Anyone near her that morning would realize she is a woman in mourning, as the scent of the herbs would give it away. She is exhausted, afraid, and carrying the heavy weight of grief all the way into that garden cemetery.

Yet, as her eyes begin to adjust to the predawn light, where she expects to find the body of Christ she is met with an empty tomb and a radiant stranger. The flurry brings an abrupt change of plans, and after the disciples have come and gone, she is once again alone in the garden, fumbling still in the wake of grief and confusion. The symphony has already begun, and she’s just about to hear it rise.

It’s here she turns to see a man and thinks he is the gardener (John 20:14–15).

And of course, the beautiful irony is that he was the gardener, and he still is, but not in the sense she imagined. Here, the Gardener himself, the one who tends to all those he has redeemed, is not simply wandering around looking for something to do. He is a man at work with a purpose. Where once a garden was a place of defeat and sorrow, where Eden was broken and couldn’t save us, Christ has returned as the gardener to make all things new.

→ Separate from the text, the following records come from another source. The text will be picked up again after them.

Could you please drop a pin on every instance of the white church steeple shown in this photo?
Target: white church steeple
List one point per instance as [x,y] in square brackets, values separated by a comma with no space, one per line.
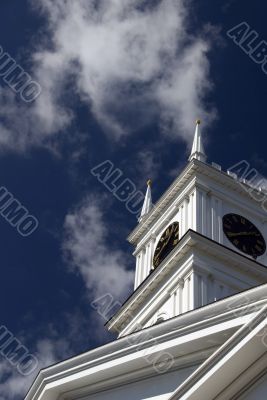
[198,151]
[147,206]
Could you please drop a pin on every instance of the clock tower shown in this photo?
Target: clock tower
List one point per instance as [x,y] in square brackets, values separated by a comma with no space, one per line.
[202,241]
[195,327]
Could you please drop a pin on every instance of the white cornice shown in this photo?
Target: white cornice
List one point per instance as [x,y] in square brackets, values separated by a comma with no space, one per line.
[152,283]
[239,347]
[220,318]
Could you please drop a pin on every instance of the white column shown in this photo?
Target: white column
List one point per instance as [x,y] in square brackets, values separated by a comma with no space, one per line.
[179,298]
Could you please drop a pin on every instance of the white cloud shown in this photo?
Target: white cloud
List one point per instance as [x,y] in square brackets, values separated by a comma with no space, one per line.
[86,248]
[129,61]
[13,384]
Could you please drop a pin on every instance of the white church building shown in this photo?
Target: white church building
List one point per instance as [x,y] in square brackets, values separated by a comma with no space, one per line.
[195,326]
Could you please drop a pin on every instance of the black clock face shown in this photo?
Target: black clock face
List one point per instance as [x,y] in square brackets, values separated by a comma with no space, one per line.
[244,235]
[167,242]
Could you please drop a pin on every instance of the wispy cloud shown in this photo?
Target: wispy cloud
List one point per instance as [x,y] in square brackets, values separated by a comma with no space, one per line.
[129,61]
[86,248]
[13,385]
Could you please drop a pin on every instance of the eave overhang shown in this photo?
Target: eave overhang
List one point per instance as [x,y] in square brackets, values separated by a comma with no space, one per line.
[190,241]
[195,335]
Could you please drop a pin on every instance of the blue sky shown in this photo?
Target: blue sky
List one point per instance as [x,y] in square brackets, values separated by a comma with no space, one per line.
[122,81]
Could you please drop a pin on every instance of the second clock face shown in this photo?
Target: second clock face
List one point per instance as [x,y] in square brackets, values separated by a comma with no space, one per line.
[166,243]
[244,235]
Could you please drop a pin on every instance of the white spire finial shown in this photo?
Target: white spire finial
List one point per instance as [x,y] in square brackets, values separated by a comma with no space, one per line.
[198,151]
[147,202]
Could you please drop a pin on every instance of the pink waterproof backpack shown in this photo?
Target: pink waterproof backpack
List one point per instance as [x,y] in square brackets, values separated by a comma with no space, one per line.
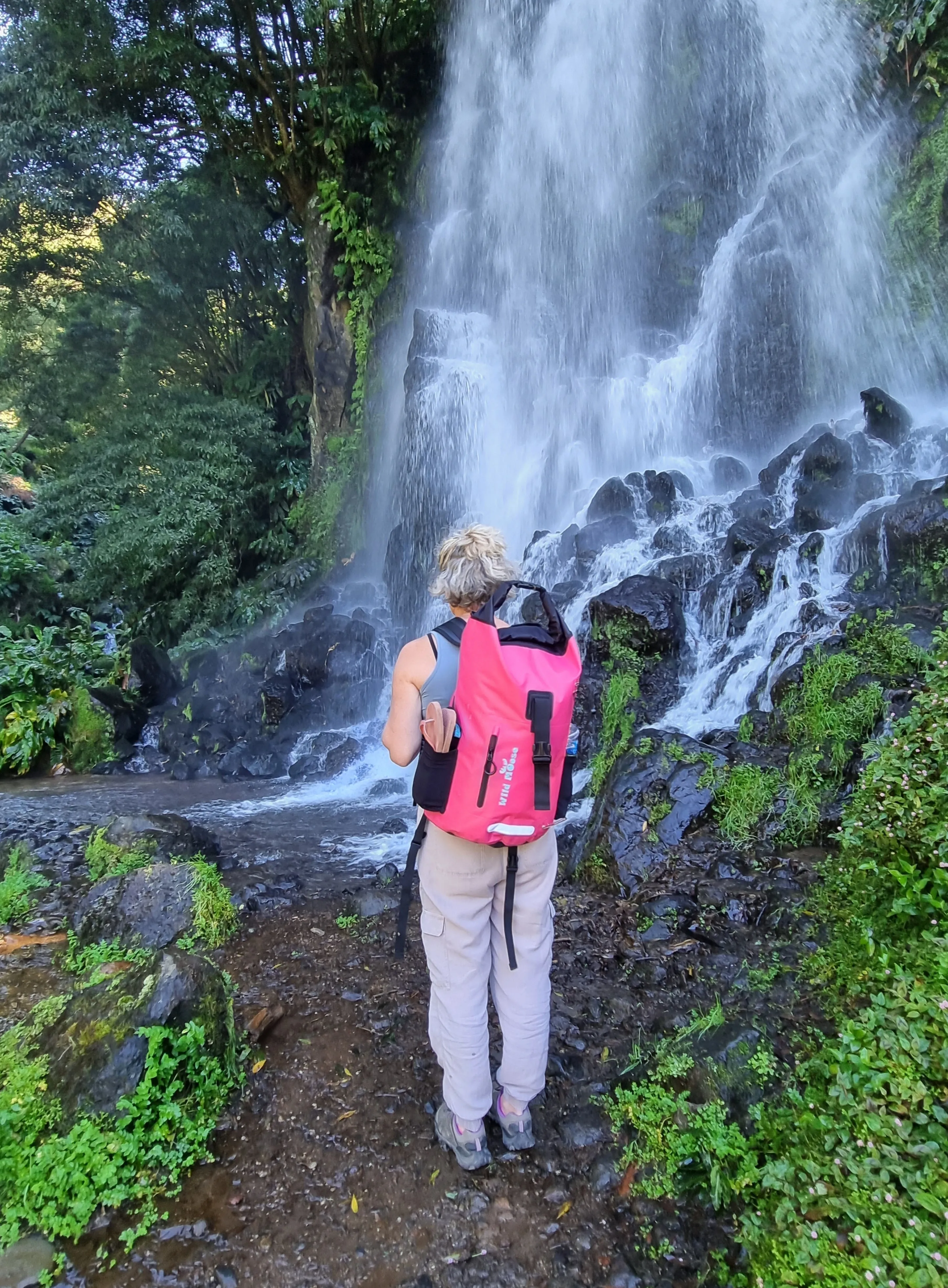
[508,775]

Christ—who knows Mary’s heart, her eyes, her tears—calls her name.

“Mary.”

We know the voices of the ones who love us. We each know the sound of our name when it rings out in a familiar voice. For Mary, this is the same voice that called forth Lazarus, that spoke the words “Talitha koum” with power (Mark 5:41), that cried “Tetelestai” from the cross (John 19:30).

Mary enters the garden in fear and grief, and in Matthew 28:5, the angel says to her, “Do not be afraid.” This call echoes from Christ’s conception (Luke 1:30) and birth (2:10) to here in the garden tombs, and Christ will announce this once and for all when he returns:

“Do not be afraid. I am the First and the Last. I am the Living One; I was dead, and now look, I am alive for ever and ever! And I hold the keys of death and Hades” (Rev. 1:17–18).

Fear not, those of you who walk in the dark, who rise early and await the brilliance of the morning light, who long to be seen by a Redeemer who knows you by name. Fear not, you who walk amid the aroma of death; you do not need those spices to mask your pain. Here in our dirt, our grief-aroma-filled world, do not mistake him for just the gardener. He is indeed the Gardener, the King of Kings, the Lord of Lords, the one who knows your name better than you know your own soul. Dawn has broken. The Gardener has faithfully brought life in the darkness. The symphony is rising, and we can join the chorus: Christ is risen, and he holds the keys forevermore!

Andrea Burke is an author (A Bit of Earth, Lexham, 2024; The Quiet Resistance, Baker, 2026) and is on staff at Grace Road Church. She is married to Jedediah, and they are raising their two kids, two dogs, two cats, a few strays, six ducks, and a lot of chickens in an old farmhouse near Rochester, New York.